On Ginzburg-Kaplan gamma factors and Bessel-Speh functions for finite general linear groups

TL;DR

This paper introduces a new finite field construction of gamma factors for pairs of irreducible representations of general linear groups, linking Bessel functions and Kloosterman sums, and proving their multiplicativity.

Contribution

It provides a finite field analog of doubling constructions for gamma factors, connecting Bessel functions of Speh representations with Kloosterman sums, and proves their multiplicativity.

Findings

New construction of tensor product gamma factors for finite general linear groups.

Established a relation between Bessel functions and Kloosterman sums.

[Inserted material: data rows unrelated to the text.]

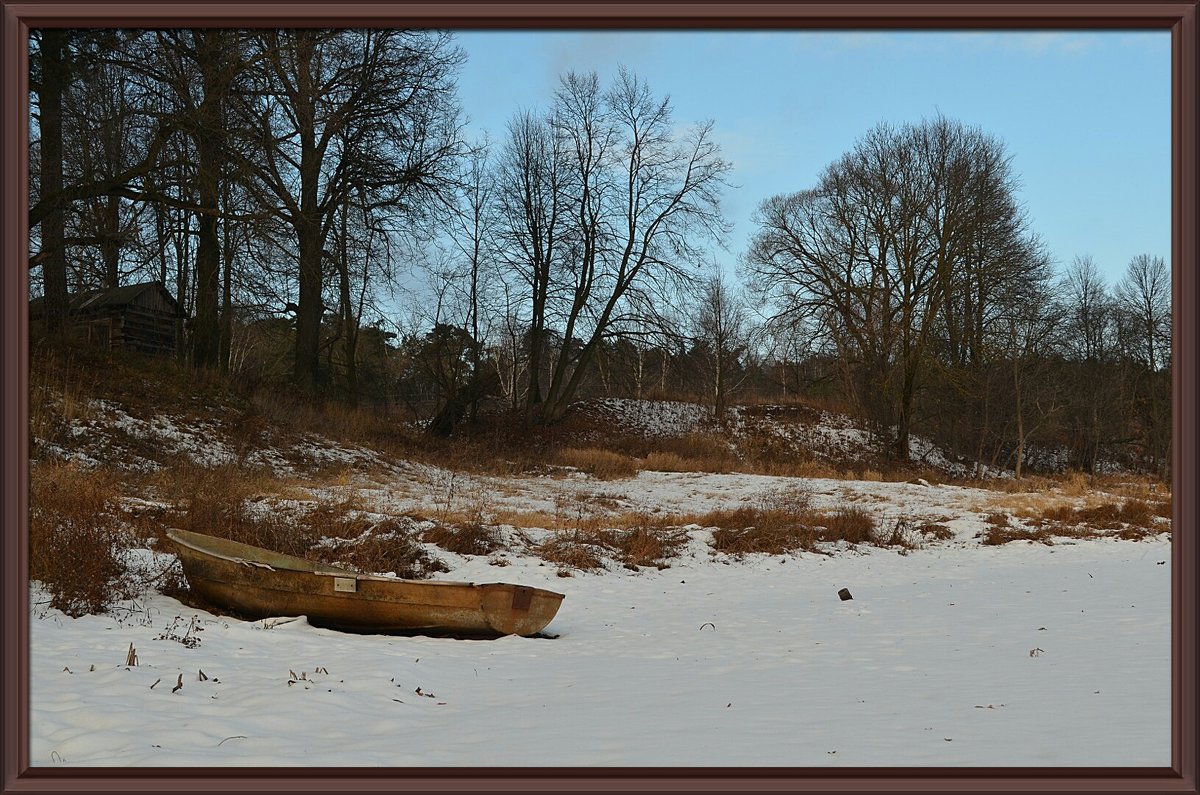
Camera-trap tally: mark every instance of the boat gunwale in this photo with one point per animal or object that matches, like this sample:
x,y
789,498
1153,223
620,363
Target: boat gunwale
x,y
173,536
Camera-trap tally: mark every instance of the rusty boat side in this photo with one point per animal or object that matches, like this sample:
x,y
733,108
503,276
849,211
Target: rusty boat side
x,y
259,584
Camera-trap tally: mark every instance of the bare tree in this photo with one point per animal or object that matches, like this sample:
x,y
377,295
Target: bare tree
x,y
387,96
1144,298
868,253
629,202
723,329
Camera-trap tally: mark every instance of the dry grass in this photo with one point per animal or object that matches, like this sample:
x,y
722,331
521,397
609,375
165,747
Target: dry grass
x,y
935,531
780,527
573,550
467,538
603,465
385,547
78,548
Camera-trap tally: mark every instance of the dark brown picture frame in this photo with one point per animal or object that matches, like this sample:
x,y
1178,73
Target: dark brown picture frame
x,y
1180,18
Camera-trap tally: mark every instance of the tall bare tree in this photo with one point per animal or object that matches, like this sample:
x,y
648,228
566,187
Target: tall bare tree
x,y
868,253
341,111
635,199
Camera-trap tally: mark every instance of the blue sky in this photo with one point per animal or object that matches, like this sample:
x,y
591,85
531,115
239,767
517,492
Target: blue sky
x,y
1085,114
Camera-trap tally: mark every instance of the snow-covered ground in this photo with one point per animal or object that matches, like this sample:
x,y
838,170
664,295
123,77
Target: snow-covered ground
x,y
1015,655
955,653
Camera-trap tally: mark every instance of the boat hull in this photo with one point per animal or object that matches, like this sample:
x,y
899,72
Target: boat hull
x,y
259,584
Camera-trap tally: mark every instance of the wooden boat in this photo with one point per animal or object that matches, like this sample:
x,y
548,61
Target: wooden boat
x,y
258,584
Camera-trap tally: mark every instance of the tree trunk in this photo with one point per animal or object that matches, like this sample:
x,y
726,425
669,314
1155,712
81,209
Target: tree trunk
x,y
111,240
55,73
207,329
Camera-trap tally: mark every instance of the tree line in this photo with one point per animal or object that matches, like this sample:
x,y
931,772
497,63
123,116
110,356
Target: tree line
x,y
313,202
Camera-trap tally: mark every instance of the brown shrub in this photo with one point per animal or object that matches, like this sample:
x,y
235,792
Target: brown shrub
x,y
935,531
1138,513
466,538
1075,484
852,525
658,461
78,549
603,465
771,541
649,543
573,550
996,536
388,547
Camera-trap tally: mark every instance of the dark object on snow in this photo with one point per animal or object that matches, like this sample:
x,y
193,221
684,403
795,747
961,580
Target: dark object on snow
x,y
445,420
141,317
261,584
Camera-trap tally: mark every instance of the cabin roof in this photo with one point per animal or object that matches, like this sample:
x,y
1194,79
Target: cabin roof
x,y
111,298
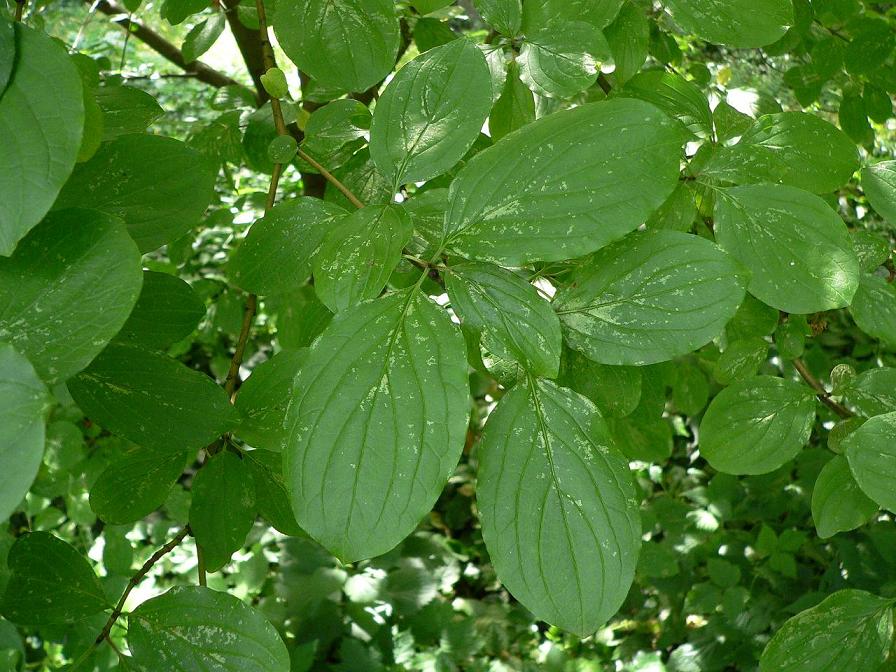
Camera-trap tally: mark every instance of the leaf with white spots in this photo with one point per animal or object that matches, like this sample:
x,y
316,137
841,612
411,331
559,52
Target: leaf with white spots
x,y
736,23
792,148
151,399
67,290
135,485
565,185
431,113
497,301
376,424
849,630
650,297
757,425
222,509
358,255
23,403
563,58
196,629
871,451
797,248
50,583
557,505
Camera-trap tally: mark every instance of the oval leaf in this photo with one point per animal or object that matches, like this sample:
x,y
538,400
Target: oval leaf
x,y
565,185
755,426
557,506
637,302
377,424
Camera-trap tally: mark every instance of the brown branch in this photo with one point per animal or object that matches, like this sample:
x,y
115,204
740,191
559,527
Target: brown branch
x,y
132,583
163,47
823,395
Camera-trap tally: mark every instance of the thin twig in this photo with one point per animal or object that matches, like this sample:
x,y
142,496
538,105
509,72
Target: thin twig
x,y
132,583
823,395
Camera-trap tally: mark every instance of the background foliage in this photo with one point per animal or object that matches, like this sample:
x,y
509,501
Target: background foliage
x,y
766,503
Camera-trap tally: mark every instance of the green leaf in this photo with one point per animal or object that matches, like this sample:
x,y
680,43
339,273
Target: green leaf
x,y
757,425
795,245
166,311
223,508
135,485
569,184
736,23
23,402
675,96
350,45
364,465
151,399
505,16
50,583
629,39
499,302
276,255
515,107
838,504
871,451
263,399
650,297
562,59
126,110
41,126
203,36
879,184
431,113
557,506
61,317
849,630
793,148
874,308
195,629
872,392
358,255
599,13
157,185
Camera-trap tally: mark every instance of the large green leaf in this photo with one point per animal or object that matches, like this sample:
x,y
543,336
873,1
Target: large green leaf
x,y
507,308
849,630
871,451
23,403
793,148
376,424
563,58
349,45
166,311
157,185
879,183
797,248
263,399
558,508
757,425
838,504
151,399
431,113
41,122
650,297
276,255
50,582
195,629
737,23
565,185
135,485
222,509
358,255
67,290
874,308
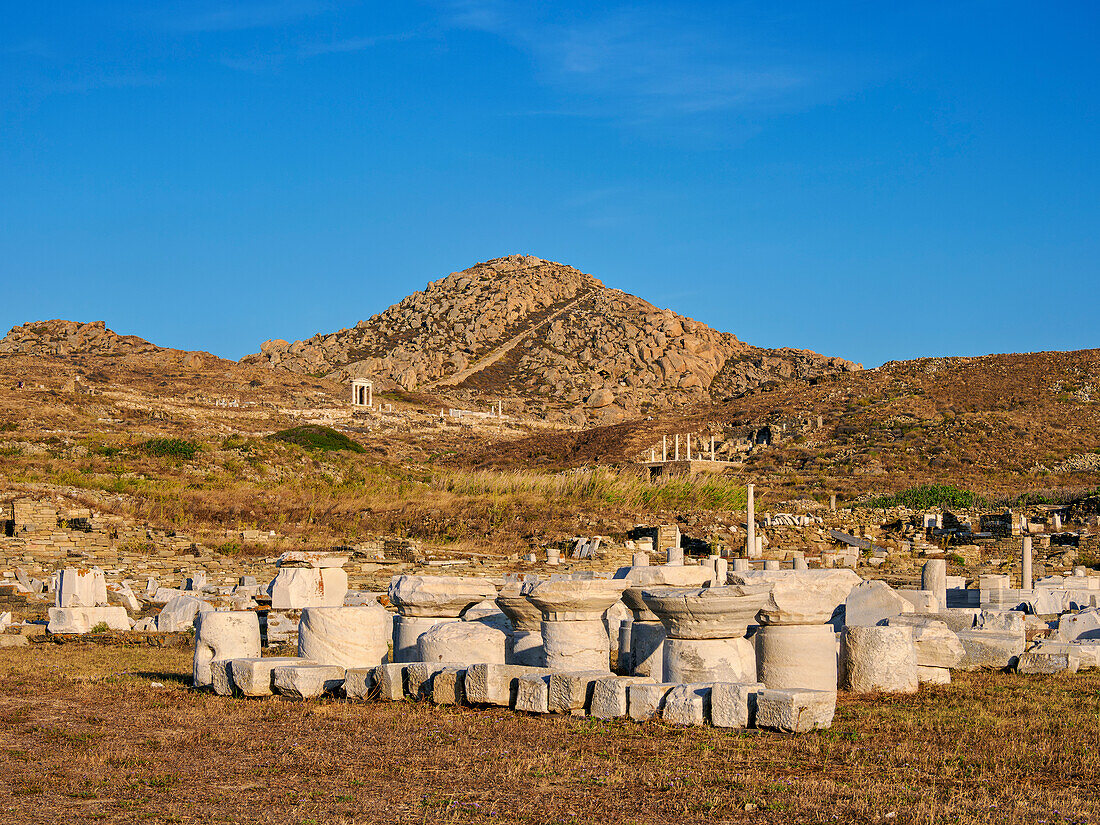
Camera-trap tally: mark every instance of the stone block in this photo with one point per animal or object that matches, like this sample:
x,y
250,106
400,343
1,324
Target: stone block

Proved the multiplicativity of twisted matrix Kloosterman sums.

Abstract

We give a new construction of tensor product gamma factors for a pair of irreducible representations of $\operatorname{GL}_c\left(\mathbb{F}_q\right)$ and $\operatorname{GL}_k\left(\mathbb{F}_q\right)$. This construction is a finite field analog of a construction of doubling type due to Kaplan in the local field case and due to Ginzburg in the global case, and it only assumes that one of the representations in question is generic. We use this construction to establish a relation between special values of Bessel functions attached to Speh representations of generic principal series representations and twisted matrix Kloosterman sums. Using this relation, we establish the multiplicativity identity of twisted matrix Kloosterman sums.